The head 71 at the second end of the cylinder 72 is suitable for a part of air being directed to cylinder 72 Inner cavity 722 in so that the strike body 73 move.It hits movement of the body 73 in cylinder 72 and produces the vibration of cylinder 72 Movement.As known to the skilled person, the vibration motion is passed to impactor or beating device 6.

With guidance into the interior room 32 of sheath body 3, air for keeping movement mechanism 7 mobile is by means of outlet loop 5 Exhaust, the air are discharged and including exit opening 51 in the outlet loop 5 from the interior room 32 of sheath body 3.

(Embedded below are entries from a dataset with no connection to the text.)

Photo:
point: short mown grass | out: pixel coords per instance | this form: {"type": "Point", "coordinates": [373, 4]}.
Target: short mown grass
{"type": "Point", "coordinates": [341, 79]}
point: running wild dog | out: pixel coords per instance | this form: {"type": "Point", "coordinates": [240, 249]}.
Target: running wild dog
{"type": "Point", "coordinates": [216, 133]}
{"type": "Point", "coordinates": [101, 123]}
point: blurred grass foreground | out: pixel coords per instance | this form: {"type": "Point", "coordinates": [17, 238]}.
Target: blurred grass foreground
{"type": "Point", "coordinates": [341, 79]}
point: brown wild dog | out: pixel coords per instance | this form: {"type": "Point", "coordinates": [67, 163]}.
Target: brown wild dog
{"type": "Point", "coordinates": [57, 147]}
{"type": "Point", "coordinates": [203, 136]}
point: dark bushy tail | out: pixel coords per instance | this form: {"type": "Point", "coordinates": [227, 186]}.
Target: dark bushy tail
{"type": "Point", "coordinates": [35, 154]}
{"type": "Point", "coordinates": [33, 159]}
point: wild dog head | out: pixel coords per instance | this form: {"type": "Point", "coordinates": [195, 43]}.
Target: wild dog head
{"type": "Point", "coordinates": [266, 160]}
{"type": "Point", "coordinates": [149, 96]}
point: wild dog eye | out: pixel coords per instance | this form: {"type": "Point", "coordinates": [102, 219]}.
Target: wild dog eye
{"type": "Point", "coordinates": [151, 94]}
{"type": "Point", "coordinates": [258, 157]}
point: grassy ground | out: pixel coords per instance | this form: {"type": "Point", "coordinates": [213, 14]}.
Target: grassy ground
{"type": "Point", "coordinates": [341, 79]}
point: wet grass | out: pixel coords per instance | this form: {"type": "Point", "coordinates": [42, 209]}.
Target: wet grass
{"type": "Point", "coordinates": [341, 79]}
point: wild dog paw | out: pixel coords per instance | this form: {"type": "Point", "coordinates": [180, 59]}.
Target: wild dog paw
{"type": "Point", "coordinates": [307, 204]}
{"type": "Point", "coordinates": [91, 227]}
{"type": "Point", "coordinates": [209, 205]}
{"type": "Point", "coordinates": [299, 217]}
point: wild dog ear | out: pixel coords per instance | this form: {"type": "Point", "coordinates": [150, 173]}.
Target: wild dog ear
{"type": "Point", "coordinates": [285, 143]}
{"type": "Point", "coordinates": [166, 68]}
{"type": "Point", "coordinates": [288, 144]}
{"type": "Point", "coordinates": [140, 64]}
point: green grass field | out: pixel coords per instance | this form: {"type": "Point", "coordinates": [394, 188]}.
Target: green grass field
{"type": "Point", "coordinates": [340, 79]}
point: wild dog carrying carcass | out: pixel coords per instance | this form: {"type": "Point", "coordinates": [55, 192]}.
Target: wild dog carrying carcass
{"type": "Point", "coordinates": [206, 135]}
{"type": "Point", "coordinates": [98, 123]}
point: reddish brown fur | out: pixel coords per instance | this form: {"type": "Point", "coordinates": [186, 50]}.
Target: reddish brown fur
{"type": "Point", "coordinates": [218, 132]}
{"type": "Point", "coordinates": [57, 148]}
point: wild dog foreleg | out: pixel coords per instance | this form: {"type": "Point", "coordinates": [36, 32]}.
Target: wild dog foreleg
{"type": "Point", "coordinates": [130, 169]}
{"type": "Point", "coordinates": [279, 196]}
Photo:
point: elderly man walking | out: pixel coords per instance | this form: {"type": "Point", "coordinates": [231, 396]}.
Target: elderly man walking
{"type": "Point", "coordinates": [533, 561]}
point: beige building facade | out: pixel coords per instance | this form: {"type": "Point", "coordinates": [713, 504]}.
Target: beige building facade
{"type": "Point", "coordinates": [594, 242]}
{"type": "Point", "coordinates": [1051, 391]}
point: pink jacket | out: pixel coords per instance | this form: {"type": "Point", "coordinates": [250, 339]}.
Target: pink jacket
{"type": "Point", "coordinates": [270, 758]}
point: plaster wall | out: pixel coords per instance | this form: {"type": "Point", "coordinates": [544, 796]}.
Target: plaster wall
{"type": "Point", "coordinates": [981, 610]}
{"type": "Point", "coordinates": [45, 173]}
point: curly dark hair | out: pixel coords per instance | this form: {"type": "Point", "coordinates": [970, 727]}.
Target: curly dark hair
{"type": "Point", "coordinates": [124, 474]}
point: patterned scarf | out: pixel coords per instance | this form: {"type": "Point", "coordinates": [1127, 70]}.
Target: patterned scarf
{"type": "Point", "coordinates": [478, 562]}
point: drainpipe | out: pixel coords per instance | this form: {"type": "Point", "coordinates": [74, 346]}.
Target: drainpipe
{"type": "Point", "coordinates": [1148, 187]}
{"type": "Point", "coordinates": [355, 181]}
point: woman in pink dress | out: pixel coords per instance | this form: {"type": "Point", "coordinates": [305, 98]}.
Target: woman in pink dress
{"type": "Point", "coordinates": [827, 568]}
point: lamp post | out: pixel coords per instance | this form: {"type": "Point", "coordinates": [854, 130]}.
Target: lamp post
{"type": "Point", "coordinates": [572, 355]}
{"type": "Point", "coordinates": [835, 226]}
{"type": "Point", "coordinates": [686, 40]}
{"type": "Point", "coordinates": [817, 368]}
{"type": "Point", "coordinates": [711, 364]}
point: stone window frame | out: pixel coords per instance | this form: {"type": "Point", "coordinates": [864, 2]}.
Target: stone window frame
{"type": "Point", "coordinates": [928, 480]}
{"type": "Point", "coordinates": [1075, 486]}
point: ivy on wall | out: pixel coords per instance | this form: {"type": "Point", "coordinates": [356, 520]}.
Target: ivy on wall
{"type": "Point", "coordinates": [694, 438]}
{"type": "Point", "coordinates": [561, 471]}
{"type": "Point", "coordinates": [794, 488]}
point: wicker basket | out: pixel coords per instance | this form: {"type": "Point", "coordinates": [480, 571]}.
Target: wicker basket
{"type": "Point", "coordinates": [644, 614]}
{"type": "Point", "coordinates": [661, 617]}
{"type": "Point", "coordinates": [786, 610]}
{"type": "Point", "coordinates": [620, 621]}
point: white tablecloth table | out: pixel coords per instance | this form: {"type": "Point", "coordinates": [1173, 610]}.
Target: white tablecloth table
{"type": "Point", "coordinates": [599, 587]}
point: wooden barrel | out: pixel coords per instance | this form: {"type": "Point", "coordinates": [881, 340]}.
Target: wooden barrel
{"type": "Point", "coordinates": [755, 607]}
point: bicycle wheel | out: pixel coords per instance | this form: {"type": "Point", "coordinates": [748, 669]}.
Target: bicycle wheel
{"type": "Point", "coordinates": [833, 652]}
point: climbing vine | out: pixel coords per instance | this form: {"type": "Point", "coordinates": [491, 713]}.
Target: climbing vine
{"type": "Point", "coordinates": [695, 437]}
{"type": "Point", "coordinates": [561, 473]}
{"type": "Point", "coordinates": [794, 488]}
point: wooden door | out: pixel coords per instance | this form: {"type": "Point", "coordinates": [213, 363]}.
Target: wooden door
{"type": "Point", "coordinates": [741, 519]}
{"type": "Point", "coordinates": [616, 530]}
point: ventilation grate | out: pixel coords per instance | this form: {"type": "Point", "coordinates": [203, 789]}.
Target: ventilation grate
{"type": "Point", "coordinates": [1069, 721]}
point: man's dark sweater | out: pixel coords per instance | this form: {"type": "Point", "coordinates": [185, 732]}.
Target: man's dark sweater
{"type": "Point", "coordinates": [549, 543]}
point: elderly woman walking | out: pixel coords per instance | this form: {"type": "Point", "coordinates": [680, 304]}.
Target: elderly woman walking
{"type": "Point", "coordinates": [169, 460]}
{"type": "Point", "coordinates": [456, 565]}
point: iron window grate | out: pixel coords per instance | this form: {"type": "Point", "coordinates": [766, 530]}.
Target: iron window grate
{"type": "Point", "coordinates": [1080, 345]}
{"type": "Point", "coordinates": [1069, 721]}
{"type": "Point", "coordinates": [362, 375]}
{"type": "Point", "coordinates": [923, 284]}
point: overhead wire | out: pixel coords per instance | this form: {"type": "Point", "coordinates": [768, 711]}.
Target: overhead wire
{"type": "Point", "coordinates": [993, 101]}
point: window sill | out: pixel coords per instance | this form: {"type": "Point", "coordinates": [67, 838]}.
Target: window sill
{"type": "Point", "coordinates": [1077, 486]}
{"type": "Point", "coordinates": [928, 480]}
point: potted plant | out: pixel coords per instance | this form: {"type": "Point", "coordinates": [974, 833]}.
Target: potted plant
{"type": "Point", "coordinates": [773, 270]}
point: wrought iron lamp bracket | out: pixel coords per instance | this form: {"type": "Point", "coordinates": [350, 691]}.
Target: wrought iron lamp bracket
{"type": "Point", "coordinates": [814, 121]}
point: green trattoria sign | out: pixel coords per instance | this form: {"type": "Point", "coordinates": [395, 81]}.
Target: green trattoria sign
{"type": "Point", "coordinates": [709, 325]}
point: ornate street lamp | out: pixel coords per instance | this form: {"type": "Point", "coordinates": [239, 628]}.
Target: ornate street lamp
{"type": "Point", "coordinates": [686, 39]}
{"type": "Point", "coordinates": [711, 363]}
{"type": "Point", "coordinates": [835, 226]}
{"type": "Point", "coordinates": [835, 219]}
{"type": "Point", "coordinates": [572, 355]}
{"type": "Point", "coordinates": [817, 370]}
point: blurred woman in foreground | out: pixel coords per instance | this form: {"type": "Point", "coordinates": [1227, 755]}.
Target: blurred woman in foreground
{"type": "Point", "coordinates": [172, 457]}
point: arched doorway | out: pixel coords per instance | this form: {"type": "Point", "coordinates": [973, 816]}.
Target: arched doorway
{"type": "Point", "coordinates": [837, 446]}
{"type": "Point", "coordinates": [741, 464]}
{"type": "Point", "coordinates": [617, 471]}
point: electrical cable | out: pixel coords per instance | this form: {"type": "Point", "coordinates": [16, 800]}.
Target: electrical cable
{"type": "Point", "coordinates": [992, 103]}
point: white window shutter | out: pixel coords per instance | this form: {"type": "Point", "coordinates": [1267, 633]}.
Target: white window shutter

The air of the inner cavity 722 of cylinder 72 is come by the exhaust hole 724 that is formed in the cylinder 72 from institute State the discharge of inner cavity 722.

Due to movement mechanism 7 be to those skilled in the art it is well known, so being not further described in the text Movement mechanism 7.

In a preferred embodiment, the bushing 64 is made of two assemblnig half-shell portions, such as institute in fig. 2 Show.Moreover, the bushing is made of polyester fiber rubber material such as elastic piece (adiprene).

In a kind of exemplary but unrestricted embodiment, hammer 2 itself includes the vibration for measuring moving loop 7 The measurement circuit 8 of frequency.

Construction is explained in more detail, the sheath body 3 is formed into a single-piece, which preferably includes described Flange connector 36.The sheath body is made by using molding or chill casting process.

As mentioned above, in hammer 2 according to the present invention, sheath body 3 is made of aluminium alloy.

The specific gravity of the aluminium alloy is greater than or equal to 2.60kg/dm³(kilogram every cubic decimeter).The specific gravity of the aluminium alloy Also less than or equal to 2.85kg/dm³。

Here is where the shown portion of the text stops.